How to force scheme.ini to be used for MS Text Driver?

I am creating this huge csv import, that uses the ms text driver, to read the csv file.
And I am using ColdFusion to create the scheme.ini in each folder's location, where the file has been uploaded.
Here is a sample one I am using:
[some_filename.csv]
Format=CSVDelimited
ColNameHeader=True
MaxScanRows=0
Col1=user_id Text width 80
Col2=first_name Text width 20
Col3=last_name Text width 30
Col4=rights Text width 10
Col5=assign_training Text width 1
CharacterSet=ANSI
Then in my ColdFusion code, I am doing 2 cfdump's:
<cfdump var="#GetMetaData( csvfile )#" />
<cfdump var="#csvfile#">
The meta data shows that the query has not grabbed the correct data types for reading the csv file.

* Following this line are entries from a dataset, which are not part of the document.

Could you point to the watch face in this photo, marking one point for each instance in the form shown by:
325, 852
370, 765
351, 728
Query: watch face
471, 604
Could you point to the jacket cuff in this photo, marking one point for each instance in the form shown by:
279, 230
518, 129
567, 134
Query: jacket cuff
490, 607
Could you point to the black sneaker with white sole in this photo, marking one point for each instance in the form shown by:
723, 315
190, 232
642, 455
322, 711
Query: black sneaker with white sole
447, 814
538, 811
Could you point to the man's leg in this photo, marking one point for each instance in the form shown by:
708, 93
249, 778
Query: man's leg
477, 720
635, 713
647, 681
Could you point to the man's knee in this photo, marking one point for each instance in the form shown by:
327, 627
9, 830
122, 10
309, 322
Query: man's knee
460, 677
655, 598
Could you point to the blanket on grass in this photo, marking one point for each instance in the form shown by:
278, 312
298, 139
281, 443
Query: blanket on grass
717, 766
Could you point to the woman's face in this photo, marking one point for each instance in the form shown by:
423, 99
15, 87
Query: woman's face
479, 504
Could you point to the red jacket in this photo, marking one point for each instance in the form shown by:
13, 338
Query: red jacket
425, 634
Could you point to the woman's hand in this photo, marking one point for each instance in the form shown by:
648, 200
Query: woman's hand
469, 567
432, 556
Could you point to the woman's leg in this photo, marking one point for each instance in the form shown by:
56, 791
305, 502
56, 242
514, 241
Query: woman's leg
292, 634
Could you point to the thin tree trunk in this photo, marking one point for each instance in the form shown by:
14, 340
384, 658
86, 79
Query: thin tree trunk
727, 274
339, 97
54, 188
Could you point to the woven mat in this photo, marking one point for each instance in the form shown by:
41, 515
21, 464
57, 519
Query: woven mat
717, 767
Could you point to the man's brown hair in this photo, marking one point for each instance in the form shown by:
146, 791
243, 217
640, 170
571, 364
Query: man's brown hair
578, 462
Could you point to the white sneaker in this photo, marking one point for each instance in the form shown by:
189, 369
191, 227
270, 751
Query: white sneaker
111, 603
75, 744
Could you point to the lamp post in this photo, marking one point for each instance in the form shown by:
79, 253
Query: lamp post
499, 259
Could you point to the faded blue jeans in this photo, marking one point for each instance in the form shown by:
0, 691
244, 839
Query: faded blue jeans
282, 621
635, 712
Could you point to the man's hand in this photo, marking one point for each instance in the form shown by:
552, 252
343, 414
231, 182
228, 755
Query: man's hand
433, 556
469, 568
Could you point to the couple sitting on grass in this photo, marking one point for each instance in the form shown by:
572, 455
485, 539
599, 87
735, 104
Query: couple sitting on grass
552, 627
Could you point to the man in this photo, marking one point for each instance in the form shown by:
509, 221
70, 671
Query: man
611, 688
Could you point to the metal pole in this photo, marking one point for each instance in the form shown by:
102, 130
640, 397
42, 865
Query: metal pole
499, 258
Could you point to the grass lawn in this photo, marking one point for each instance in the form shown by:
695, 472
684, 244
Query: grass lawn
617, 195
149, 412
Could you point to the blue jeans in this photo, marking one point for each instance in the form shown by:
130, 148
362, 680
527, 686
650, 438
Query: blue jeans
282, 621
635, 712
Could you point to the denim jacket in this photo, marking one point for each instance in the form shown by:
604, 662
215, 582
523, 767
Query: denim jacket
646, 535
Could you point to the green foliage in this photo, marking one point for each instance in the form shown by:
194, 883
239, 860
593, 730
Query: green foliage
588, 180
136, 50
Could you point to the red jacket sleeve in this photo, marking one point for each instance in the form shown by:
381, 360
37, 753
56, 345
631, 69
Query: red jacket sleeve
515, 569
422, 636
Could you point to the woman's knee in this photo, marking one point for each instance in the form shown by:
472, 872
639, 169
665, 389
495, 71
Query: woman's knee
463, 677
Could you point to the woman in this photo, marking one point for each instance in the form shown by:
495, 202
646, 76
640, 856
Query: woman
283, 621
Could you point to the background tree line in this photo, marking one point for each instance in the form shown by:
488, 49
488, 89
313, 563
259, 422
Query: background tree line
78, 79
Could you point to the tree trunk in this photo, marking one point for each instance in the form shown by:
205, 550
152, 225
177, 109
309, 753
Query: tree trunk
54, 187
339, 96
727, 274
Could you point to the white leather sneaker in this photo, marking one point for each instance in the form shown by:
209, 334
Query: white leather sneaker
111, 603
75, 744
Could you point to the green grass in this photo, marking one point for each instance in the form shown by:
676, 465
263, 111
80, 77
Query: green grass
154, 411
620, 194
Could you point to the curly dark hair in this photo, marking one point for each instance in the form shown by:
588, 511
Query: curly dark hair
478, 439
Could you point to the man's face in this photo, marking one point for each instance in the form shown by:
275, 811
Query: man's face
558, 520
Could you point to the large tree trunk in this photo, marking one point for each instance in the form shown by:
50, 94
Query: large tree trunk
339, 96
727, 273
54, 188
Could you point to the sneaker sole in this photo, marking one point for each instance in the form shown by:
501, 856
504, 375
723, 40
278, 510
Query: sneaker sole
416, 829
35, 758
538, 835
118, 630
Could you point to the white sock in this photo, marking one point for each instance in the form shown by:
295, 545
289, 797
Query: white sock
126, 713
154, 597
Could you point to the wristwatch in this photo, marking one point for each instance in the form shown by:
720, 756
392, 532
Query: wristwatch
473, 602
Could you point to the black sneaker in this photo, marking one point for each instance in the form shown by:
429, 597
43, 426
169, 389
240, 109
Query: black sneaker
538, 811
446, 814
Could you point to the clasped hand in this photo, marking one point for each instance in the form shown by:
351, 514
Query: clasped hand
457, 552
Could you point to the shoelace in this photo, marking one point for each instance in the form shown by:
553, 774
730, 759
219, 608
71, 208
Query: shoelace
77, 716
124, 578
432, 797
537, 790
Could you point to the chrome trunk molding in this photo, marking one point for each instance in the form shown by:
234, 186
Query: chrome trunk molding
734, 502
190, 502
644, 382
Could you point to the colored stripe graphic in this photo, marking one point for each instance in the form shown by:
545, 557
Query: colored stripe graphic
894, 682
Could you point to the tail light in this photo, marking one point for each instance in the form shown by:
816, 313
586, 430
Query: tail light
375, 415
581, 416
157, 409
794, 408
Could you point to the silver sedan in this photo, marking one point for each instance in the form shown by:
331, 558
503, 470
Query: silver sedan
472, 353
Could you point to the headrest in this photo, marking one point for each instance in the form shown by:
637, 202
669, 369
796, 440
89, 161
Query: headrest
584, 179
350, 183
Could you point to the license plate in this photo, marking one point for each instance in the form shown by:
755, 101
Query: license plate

And the dump of the query to read file, shows that it is missing values, because of Excel we can not force them to use double quotes. And when fields have mixed data types, then it causes our process to not work..
How can I either change the data type inside the query, aka make it use scheme.ini, or update metadata to the correct data type.
I am using a view on information_schema in sql server 2005 to get the correct data types, column names, and max lengths...
Unless I have some kind of syntax error, I can't see why it's not grabbing the data as the correct data type.
Any suggestions?
Funnily, I had the filename spelled wrong, instead of using schema.ini i was having it as scheme.ini.
I hate when you make lil mistakes like this...
Thank You